THURSDAY, May 9, 2024 (HealthDay News) — (Tasrir) — Those who ate the most ultra-processed foods – an average of seven servings a day – had a 4% higher risk of death overall, and a 9% higher risk of death from causes other than cancer or heart disease.
These higher risks of death “were mainly driven by meat/poultry/seafood based ready-to-eat products, sugar and artificially sweetened beverages, dairy based desserts, and ultra-processed breakfast foods,” wrote the team led by senior researcher Mingyang Song, an associate professor of epidemiology and nutrition at Harvard T.H. Chan School of Public Health in Boston.
Ultra-processed foods are made mostly from substances extracted from whole foods, like saturated fats, starches and added sugars. They also contain a wide variety of additives to make them more tasty, attractive and shelf-stable, including colors, emulsifiers, flavors and stabilizers.
Examples include packaged baked goods, sugary cereals, ready-to-eat or ready-to-heat products, and deli cold cuts, researchers said.
Mounting evidence has linked these foods to higher risks of obesity, heart disease, diabetes and bowel cancer, researchers said. However, few long-term studies have examined these products’ links to a person’s overall risk of death.

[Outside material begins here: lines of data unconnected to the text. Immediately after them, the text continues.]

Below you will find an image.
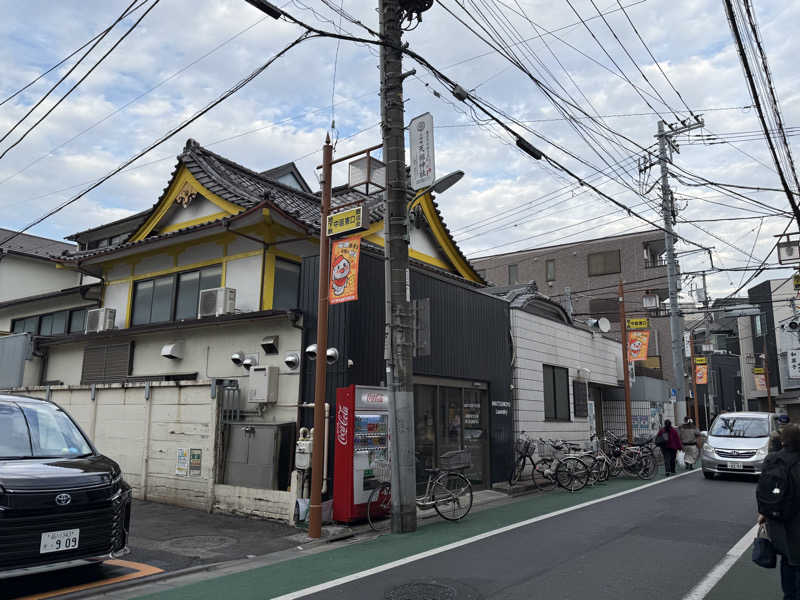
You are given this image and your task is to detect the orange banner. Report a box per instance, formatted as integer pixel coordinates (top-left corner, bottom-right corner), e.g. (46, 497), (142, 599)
(328, 237), (361, 304)
(694, 365), (708, 384)
(628, 329), (650, 362)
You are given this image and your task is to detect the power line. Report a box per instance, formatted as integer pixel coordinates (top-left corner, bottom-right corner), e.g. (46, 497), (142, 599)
(0, 31), (321, 246)
(0, 0), (161, 159)
(0, 0), (147, 106)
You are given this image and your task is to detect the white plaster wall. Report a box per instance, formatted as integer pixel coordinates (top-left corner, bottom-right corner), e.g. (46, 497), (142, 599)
(178, 242), (224, 267)
(103, 281), (131, 329)
(0, 294), (97, 331)
(511, 309), (622, 440)
(0, 254), (80, 302)
(225, 254), (263, 312)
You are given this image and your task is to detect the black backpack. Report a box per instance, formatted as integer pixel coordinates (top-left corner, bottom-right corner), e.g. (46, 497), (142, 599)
(756, 452), (800, 521)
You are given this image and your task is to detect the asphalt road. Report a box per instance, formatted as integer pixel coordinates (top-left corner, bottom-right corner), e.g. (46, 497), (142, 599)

For this study, researchers tracked the long-term health of nearly 75,000 female registered nurses and nearly 40,000 male health professionals.
Both groups took part in separate health studies that ran from the mid-1980s to 2018. Every two years, participants provided information on their health and lifestyle habits, and every four years they completed a detailed food questionnaire.

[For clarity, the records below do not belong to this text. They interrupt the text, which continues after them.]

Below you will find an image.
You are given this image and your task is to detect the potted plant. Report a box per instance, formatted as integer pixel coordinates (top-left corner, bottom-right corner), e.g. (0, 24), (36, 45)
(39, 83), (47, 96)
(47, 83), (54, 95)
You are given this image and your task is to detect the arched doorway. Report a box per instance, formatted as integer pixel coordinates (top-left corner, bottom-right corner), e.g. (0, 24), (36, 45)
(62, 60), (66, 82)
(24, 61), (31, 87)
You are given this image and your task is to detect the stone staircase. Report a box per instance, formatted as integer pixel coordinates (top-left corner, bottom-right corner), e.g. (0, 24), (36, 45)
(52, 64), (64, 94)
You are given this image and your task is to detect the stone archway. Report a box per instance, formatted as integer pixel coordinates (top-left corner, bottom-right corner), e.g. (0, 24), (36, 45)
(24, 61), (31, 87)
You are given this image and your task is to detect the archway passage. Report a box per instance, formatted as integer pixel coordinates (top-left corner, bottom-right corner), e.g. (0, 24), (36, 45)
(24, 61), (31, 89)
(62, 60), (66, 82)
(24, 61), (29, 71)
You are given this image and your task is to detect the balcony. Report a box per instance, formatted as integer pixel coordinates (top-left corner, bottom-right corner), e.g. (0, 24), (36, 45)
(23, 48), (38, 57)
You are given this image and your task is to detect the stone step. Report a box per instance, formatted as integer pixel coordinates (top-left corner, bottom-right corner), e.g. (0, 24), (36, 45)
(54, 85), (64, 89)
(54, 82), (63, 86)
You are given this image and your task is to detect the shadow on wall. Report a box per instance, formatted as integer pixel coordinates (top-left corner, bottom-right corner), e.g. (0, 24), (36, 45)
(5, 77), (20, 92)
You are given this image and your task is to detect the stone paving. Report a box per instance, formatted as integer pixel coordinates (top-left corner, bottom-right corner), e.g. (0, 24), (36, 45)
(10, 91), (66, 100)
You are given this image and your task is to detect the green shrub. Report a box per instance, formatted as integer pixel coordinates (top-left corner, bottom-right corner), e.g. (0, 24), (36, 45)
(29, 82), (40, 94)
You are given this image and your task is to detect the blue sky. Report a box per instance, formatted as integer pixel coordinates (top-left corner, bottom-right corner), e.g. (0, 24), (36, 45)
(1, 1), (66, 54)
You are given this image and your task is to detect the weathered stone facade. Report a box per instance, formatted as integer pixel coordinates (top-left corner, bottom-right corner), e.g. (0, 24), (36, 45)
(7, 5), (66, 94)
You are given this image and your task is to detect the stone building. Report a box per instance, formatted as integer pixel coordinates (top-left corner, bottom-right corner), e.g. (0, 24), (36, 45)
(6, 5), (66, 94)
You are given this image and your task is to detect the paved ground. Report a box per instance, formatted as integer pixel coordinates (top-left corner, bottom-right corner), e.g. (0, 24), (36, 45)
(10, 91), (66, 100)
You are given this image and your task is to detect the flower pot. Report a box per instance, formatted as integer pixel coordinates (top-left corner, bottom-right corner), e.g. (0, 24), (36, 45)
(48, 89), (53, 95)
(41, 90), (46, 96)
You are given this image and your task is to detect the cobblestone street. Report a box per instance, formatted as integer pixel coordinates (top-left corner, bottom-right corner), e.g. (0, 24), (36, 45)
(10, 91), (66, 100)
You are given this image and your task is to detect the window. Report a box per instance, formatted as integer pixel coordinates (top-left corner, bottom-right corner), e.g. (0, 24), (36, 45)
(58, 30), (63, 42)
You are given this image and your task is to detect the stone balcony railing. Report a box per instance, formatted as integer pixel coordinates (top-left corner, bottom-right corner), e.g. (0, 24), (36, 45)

During an average 34-year follow-up period, researchers identified more than 48,000 deaths.
Although increased consumption of ultra-processed foods was linked to a higher risk of death, researchers noted that the association became less pronounced after they took a person’s overall dietary quality into account.
The study found that dietary quality had a greater influence on risk of early death than did consumption of ultra-processed foods.

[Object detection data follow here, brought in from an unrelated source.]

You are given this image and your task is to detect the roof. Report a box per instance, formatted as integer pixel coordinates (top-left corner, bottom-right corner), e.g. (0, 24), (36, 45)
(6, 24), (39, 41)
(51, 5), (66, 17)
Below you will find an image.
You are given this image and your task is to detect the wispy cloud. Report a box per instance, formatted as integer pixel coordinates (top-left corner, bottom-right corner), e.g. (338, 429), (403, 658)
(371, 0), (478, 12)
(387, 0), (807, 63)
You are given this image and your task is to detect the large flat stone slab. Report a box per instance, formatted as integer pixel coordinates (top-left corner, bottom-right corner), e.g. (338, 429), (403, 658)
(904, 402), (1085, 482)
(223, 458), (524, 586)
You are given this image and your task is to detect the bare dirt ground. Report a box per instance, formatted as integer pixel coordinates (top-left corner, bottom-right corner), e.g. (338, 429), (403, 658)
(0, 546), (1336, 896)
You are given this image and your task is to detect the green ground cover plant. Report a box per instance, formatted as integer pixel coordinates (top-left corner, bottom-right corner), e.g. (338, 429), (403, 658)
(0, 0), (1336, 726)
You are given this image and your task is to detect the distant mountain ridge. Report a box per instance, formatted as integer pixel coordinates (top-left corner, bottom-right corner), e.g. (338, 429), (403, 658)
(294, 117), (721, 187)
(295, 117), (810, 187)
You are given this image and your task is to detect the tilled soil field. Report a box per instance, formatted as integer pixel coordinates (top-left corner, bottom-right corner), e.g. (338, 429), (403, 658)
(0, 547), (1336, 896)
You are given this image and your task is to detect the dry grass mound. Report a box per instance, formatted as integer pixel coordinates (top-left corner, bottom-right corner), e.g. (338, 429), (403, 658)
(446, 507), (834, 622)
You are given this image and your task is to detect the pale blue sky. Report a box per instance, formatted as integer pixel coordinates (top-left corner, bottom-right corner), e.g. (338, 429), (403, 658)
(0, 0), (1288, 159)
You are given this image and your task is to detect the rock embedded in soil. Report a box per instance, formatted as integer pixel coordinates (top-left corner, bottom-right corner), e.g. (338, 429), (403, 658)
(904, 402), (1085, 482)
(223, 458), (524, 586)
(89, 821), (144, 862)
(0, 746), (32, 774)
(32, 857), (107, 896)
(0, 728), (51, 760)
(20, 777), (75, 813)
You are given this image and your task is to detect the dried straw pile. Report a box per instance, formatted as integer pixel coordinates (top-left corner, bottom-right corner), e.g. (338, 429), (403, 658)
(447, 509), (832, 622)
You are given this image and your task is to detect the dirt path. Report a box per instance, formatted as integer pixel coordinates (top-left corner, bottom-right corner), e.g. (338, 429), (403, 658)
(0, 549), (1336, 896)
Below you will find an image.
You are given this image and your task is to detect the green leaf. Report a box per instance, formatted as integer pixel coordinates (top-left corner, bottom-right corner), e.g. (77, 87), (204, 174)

That could mean that eating lots of healthy whole foods might offset the detrimental effects of ultra-processed chow, researchers said.
“The findings provide support for limiting consumption of certain types of ultra-processed food for long term health,” the team concluded, adding that “future studies are warranted to improve the classification of ultra-processed foods and confirm our findings in other populations.”
In an editorial accompanying the study, experts pointed out that recommendations to avoid ultra-processed foods might give the idea that certain whole but unhealthy foods like red meat are fine to eat often.
The study and editorial appear in the BMJ.